The rot goes deep. The tracks are rusted, coaches outdated, staff demoralised, and oversight practically non-existent. It is no longer a question of whether an accident will happen, but when and how bad it will be. For all the headlines each derailment generates, the conversation never moves past the initial flurry of blame. There are no consequences, no accountability, and certainly no systemic corrections. The same failures repeat, because the same inaction follows.
Even the political rhetoric has gone silent. There was a time when promises of railway reform were standard fare during election cycles. Now the sector is so thoroughly neglected, it doesn’t even make it into speeches. That silence is telling — not because the issue has been solved, but because it’s been discarded.
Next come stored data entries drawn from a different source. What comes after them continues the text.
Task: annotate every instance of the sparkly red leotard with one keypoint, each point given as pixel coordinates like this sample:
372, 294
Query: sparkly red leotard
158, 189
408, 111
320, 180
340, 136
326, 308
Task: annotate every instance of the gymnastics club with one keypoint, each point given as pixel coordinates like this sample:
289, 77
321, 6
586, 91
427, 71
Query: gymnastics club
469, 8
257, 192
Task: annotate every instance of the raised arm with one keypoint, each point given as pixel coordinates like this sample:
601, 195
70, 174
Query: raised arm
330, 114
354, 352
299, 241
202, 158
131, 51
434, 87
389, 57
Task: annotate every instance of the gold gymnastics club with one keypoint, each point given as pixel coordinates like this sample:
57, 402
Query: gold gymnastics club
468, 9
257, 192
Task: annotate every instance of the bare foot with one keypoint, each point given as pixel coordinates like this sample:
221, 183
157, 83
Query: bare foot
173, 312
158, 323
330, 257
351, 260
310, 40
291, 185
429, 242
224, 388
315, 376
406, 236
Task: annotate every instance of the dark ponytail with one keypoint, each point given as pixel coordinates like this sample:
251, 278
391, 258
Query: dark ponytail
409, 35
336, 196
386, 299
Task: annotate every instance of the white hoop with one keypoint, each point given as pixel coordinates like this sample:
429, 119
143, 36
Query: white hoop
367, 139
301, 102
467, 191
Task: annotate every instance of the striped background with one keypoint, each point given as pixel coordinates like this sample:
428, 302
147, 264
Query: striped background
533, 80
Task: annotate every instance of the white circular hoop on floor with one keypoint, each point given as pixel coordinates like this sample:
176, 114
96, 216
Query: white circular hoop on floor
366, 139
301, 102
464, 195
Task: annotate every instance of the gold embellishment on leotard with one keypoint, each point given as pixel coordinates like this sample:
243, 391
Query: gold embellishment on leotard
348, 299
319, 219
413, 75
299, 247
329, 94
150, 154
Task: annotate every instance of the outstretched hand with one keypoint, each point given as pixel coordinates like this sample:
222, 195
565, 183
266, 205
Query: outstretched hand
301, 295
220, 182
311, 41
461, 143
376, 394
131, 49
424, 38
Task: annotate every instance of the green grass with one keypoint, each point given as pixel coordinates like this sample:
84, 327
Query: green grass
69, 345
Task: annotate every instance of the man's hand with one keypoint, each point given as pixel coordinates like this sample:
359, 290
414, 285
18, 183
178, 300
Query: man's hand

The federal government cannot hide behind excuses. Pakistan Railways is its direct responsibility. Blaming bureaucratic inertia or past mismanagement no longer holds. The facts are right there: the tracks are breaking down, the engines are stalling, and people are being put in harm’s way every single day. And still, the response is muted, the budgets unchanged, the priorities misplaced.
If the railways are to have any future at all, that future must begin with recognition at the highest level that the system is broken beyond routine maintenance. What’s needed is not another consultant’s report or a half-hearted upgrade of a few train services. What’s needed is a wholesale rethink of the role rail should play in Pakistan’s transport strategy — followed by the funds, the management overhaul, and the political will to deliver it.
Until then, the derailments will continue — of trains, of trust, and of any claim this government might make to long-term planning.